I wish to thank the Presidency, Burkina Faso, for organizing this high-level meeting. The mediation and settlement of disputes lies at the heart of the Organization’s action: namely, its duty to assure peace and security in the world.
Italy confirms its full support for the action that all the United Nations bodies take to prevent conflicts, within their respective areas of expertise.
The Security Council must strengthen and improve its mechanisms for interacting with the Secretary-General and his representatives and envoys engaged in the various Chapter VI actions to settle international disputes. At the same time parameters and modalities have to be identified to enable mediation to start at an early stage, to prevent disputes from degenerating into open conflicts.
The close relationship between peace and security, on the one hand, and development, human rights, and rule of law, on the other, signifies that the other UN bodies also perform mediation activities in a broader sense. In this framework, the General Assembly and the Economic and Social Council have a contribution to make, especially in the definition of general principles. But other bodies, such as the Peace-Building Commission and the Human Rights Council, also have a role to play. Peacebuilding often requires the inclusion of important aspects of mediation in a political stabilization process, namely in the implementation phase of a peace agreement. The special procedures of the Human Rights Council (rapporteurs, independent experts, etc.) can also be employed to define aspects – such as respect for human rights and free and fair elections – that are often vital to the success of mediation efforts.

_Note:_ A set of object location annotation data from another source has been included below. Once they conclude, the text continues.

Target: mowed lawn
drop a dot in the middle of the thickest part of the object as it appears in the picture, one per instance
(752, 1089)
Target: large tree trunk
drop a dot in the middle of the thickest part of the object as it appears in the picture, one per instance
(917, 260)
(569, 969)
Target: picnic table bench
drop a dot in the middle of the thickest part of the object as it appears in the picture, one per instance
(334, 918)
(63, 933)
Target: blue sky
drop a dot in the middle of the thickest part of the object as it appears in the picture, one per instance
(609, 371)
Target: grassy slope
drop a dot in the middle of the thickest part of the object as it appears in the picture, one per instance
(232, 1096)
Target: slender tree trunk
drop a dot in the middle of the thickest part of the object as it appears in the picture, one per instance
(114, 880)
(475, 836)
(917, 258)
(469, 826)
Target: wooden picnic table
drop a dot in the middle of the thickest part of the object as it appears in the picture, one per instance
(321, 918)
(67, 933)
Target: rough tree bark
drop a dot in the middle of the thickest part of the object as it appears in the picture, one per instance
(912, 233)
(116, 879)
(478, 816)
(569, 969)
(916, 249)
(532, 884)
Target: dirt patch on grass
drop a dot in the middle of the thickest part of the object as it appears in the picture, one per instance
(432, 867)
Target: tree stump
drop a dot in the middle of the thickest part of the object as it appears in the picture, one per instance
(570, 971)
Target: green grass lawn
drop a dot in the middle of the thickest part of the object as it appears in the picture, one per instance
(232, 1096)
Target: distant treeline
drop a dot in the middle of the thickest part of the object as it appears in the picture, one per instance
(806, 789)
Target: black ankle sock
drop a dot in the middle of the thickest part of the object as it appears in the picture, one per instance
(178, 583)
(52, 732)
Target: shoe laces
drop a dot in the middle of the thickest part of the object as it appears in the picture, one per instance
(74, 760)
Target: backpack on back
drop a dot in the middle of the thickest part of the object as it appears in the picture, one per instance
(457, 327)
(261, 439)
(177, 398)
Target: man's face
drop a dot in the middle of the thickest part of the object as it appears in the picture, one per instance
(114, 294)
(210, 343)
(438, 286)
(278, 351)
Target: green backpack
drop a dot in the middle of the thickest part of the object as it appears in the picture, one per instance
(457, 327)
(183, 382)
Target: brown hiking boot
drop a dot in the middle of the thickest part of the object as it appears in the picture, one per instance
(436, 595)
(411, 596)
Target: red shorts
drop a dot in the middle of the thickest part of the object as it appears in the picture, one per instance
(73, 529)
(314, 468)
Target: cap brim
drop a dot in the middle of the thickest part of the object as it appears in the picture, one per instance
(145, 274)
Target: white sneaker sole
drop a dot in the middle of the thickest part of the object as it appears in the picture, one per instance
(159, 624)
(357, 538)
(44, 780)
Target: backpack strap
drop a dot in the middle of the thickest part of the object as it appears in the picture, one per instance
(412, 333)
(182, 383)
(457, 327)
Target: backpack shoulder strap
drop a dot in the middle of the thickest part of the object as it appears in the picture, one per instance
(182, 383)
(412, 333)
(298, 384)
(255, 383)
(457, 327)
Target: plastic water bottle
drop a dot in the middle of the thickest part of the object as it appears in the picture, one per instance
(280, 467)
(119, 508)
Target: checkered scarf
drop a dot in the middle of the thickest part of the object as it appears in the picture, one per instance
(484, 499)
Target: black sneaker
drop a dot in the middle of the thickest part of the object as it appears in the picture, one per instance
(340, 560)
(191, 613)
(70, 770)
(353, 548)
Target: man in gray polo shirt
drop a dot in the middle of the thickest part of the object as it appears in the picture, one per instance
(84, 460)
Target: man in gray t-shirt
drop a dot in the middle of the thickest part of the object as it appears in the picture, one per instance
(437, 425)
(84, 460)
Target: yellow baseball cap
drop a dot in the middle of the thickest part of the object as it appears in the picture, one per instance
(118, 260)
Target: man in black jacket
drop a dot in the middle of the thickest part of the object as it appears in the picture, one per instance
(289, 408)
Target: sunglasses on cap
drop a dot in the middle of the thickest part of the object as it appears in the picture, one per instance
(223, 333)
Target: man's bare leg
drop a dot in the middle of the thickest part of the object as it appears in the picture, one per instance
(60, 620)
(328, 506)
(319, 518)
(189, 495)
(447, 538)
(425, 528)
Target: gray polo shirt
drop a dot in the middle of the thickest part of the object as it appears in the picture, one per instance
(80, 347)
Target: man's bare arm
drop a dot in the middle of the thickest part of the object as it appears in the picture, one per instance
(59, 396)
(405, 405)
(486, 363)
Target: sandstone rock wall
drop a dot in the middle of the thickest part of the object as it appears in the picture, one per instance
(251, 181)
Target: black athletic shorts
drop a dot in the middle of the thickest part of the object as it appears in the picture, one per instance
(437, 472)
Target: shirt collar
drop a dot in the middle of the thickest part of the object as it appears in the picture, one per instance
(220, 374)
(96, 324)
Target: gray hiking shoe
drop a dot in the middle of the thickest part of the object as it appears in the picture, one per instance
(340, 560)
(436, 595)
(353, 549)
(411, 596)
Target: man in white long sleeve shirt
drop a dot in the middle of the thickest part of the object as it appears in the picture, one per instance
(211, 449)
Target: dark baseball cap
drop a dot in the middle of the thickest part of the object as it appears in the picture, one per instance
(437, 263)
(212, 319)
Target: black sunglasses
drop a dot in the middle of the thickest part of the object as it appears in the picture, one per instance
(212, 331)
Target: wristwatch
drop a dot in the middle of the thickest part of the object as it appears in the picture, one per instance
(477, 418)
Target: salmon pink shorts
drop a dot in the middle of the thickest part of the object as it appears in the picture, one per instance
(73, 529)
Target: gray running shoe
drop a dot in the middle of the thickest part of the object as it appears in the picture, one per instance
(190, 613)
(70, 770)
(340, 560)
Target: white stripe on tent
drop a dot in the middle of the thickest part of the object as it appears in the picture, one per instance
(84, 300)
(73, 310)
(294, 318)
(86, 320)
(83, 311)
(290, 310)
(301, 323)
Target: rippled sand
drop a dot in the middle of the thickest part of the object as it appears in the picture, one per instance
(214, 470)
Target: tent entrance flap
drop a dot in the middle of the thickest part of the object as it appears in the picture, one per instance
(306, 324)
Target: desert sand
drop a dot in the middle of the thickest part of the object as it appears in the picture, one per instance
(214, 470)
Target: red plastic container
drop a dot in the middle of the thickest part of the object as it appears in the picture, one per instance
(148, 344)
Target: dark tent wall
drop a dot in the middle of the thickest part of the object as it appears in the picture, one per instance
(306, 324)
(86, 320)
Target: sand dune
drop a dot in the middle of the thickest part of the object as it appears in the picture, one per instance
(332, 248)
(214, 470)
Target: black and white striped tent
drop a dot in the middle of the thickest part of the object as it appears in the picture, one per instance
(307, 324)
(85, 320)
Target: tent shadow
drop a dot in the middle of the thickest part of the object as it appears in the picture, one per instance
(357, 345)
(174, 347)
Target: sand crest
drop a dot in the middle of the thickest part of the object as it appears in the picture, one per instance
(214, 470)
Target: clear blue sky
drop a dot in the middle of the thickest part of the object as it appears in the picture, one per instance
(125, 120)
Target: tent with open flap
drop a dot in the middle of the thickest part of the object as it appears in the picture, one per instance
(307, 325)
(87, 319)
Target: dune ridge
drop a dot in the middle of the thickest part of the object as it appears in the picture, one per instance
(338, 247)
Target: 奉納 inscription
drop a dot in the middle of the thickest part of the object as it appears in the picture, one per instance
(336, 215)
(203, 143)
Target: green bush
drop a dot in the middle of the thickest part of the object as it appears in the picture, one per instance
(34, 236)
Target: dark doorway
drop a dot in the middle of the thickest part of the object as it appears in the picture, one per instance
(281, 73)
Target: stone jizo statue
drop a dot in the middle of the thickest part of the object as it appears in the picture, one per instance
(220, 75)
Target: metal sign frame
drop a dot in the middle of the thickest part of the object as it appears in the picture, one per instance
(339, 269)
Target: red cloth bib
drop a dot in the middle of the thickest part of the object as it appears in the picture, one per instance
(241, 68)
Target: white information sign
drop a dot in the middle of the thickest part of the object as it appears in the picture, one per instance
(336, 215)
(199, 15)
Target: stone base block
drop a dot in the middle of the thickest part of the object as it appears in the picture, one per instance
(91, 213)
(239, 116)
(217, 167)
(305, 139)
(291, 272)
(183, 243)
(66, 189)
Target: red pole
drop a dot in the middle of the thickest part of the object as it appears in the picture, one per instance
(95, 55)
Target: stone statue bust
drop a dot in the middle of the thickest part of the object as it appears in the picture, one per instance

The Secretary-General has a leading role in this field. This is why we support the initiatives to strengthen the Secretariat’s mediation capacity, in particular through the expansion of the Department of Political Affairs and the creation of the Mediation Support Unit within the Department. In addition to streamlining existing instruments, this upgrading exercise requires adequate resources. In the perspective of an early-alert system, we welcome a more effective and better coordinated United Nations presence in the field, through the local offices of the DPA, political and peace missions, United Nations Funds, Programmes and Specialized Agencies in the framework of System Wide Coherence.
The capacity of regional organizations should be strengthened by favouring the conclusion of agreements between them and the United Nations. We would support having the Security Council invite the mediators appointed by regional organizations to report on their activities in this forum on a more frequent basis. The European Union has been one of the first Organizations to work toward assuring effective cooperation with the United Nations.
One particularly effective modality is the appointment of joint mediators, holding a mandate from both the relevant regional organization and the United Nations. The advantage of such a figure is twofold: he or she will be more knowledgeable of a local reality and thus better able to influence the negotiating process; at the same time, by placing the mediation under the UN aegis it comes to represent the international community as a whole and thus gain in universal legitimization and political support.
On the basis of the experience that Italy has gained since the early 1990s through our action in Mozambique, we believe that one of the keys to successful mediation is the active role of civil society. Non-governmental organizations can – when strongly rooted in the territory or interacting effectively with the parties to the conflict – make a unique contribution. Forms of concrete interaction with these stakeholders, also on the part of the Security Council, can be reinvigorated in view of already consolidated experiences. In the framework of civil society’s contribution, close attention should be paid to the role of women, which the Security Council has often acknowledged (pursuant to resolution 1325/2000 on women, peace, and security).
Finally, Mr. President, Italy’s experience teaches us that mediation does not stop at the negotiation of a peace agreement. It then has to be implemented. We could call this activity micro-mediation with the interested parties, and it is pertinent to the action, for example, of peace-keeping contingents, which interact on a daily basis in the field with the parties concerned. In this case it is a question of settling a wide variety of problems, ranging from humanitarian assistance to the organization of elections or the protection of minorities, but that often closely affect the issues or interests at the root of the conflict.
In conclusion, I wish to assure the strong support of Italy for the Declaration that we are about to adopt.